Round-25 correctness audit identified two NaN-propagation paths in the vmaf_train package that silently corrupted downstream consumers.

C.1 — eval.correlations (ai/src/vmaf_train/eval.py):

correlations() passed inputs directly to pearsonr/spearmanr without checking for empty or degenerate (constant-valued) inputs.

  • Empty arrays (len == 0) cause pearsonr/spearmanr to raise or return NaN, and np.mean() on an empty array returns NaN with a runtime warning. The resulting EvalReport contained NaN fields without any indication of a data-pipeline error.
  • Constant-valued arrays have zero variance; pearsonr/spearmanr return NaN for zero-variance inputs because the correlation coefficient is mathematically undefined.

bisect_model_quality._gate evaluates report.plcc >= value. For IEEE-754, NaN >= x is always False, so every model "fails" the gate, causing the bisect to report "first model already bad" with no diagnostic, regardless of the actual model quality. This is the most harmful failure mode: it produces a definitive-sounding wrong answer.

C.2 — tune.objective (ai/src/vmaf_train/tune.py):

When all training epochs produce NaN for the val/mse (or val/l1) metric column — which happens when a training run diverges from epoch 0 — the expression df["val/mse"].dropna().min() returns NaN (empty-series min). float(NaN) was passed to Optuna as the trial objective. Optuna records it as a completed trial with an undefined comparison value, which corrupts the study's best-trial tracking.

The study in sweep() always uses direction="minimize". There is no maximize path, so the sentinel is float("inf") unconditionally.
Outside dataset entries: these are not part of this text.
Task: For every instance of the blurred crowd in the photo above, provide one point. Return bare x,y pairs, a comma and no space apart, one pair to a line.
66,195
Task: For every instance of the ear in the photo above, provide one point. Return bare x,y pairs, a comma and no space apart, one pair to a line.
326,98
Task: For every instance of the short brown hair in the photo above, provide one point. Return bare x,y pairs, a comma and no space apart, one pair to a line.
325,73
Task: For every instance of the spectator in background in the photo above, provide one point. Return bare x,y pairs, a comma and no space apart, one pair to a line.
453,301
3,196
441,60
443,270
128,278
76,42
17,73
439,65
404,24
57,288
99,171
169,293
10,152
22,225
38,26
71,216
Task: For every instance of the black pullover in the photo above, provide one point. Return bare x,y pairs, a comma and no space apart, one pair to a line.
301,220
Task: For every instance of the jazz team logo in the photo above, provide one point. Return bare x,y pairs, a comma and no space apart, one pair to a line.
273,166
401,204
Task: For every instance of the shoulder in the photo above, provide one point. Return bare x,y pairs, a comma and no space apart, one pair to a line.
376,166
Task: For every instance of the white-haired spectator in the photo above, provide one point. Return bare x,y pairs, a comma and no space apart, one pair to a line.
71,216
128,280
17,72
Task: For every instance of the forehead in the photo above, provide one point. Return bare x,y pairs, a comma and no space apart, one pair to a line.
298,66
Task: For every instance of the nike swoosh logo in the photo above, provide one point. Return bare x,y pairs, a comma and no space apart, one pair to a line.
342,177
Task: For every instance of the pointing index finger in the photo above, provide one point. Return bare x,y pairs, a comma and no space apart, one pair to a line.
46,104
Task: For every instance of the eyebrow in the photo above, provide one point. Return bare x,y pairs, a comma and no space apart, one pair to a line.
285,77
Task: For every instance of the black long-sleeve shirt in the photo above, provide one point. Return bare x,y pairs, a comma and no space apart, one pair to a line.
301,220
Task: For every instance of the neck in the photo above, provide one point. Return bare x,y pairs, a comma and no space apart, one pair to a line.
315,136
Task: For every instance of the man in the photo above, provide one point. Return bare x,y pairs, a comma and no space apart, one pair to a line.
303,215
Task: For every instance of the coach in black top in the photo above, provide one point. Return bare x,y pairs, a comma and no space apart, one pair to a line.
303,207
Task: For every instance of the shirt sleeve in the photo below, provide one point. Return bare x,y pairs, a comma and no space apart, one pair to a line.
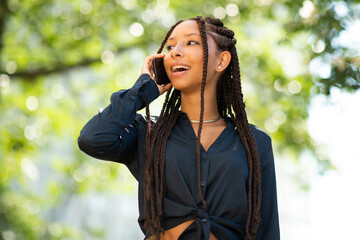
112,133
269,226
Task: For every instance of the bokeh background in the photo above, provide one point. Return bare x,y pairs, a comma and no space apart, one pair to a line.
61,60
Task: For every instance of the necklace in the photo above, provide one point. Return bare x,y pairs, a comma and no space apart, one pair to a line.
206,121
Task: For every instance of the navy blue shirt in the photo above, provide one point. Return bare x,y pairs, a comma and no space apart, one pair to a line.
118,134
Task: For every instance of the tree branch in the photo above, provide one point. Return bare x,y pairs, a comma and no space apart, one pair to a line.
61,67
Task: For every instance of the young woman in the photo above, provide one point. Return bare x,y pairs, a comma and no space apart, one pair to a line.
204,172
Correctness principle (feedback_correctness_first): investigate the root cause; never lower thresholds or weaken correctness gates.

Decision

C.1: Add two guards to correlations():

  1. Raise ValueError("empty inputs …") if len(pred) == 0. Empty inputs are a data-pipeline bug; raising is the correct signal.
  2. Check np.var(pred) < 1e-12 or np.var(target) < 1e-12 (constant array). Emit a RuntimeWarning and return EvalReport(plcc=0.0, srocc=0.0, …). Use 0.0 rather than NaN because gate logic uses >= and NaN would silently fail every comparison. The comment in the source explains the choice so future readers do not re-introduce NaN.

evaluate_onnx (the entry point used by bisect_model_quality) delegates to correlations, so both callers are fixed automatically.

C.2: Extract the metric-reading logic into _read_best_metric(df, col). After dropna(), if the result is empty or the min is NaN, log a WARNING explaining the divergence and return float("inf") (worst-case for the minimisation study). Move the from .train import TrainConfig, train import inside sweep() to keep _read_best_metric importable without pulling in pytorch_lightning (enabling lightweight unit tests).

Alternatives considered

Option Pros Cons Why not chosen
Return NaN for empty/degenerate (status quo) No code change Silently fails gate comparisons; bisect returns wrong answer Correctness violation
Return Result[EvalReport, str] type Explicit error path Introduces a new algebraic type not used elsewhere in the codebase Inconsistent with existing ValueError patterns
Return plcc=float("-inf") for degenerate Also fails >= gates Still has NaN-propagation risk if consumer does arithmetic 0.0 is the conventional "worst correlation" and does not NaN-propagate
Use warnings.warn for tune divergence (instead of logging.warning) Catchable with pytest.warns Training-run divergence is an operator diagnostic, not a calling-code invariant; logging is the right channel Using caplog in tests is the standard pytest idiom for logging

Consequences

  • Positive: bisect_model_quality no longer reports "first model already bad" when the evaluation input is degenerate. Optuna study best-trial tracking is not corrupted by NaN objectives from diverged training runs.
  • Positive: Empty-input bugs in data pipelines are now raised immediately at the evaluation call site rather than silently propagating as NaN.
  • Negative: Callers that previously received NaN (and may have been checking np.isnan(report.plcc)) will now get 0.0 for degenerate inputs and a ValueError for empty inputs. No such callers exist in-tree as of 2026-05-31 (verified by grep).
  • Neutral: tune.sweep() now lazily imports TrainConfig / train, which is a minor import-order change with no runtime effect on the non-test path.

References

  • feedback_correctness_first (user memory note): investigate root cause; never lower thresholds or weaken correctness gates.
  • bisect_model_quality._gate in ai/src/vmaf_train/bisect_model_quality.py.
  • evaluate_onnx in ai/src/vmaf_train/eval.py.
  • ADR-0109 — nightly bisect workflow.
  • Round-25 correctness audit C.1 + C.2.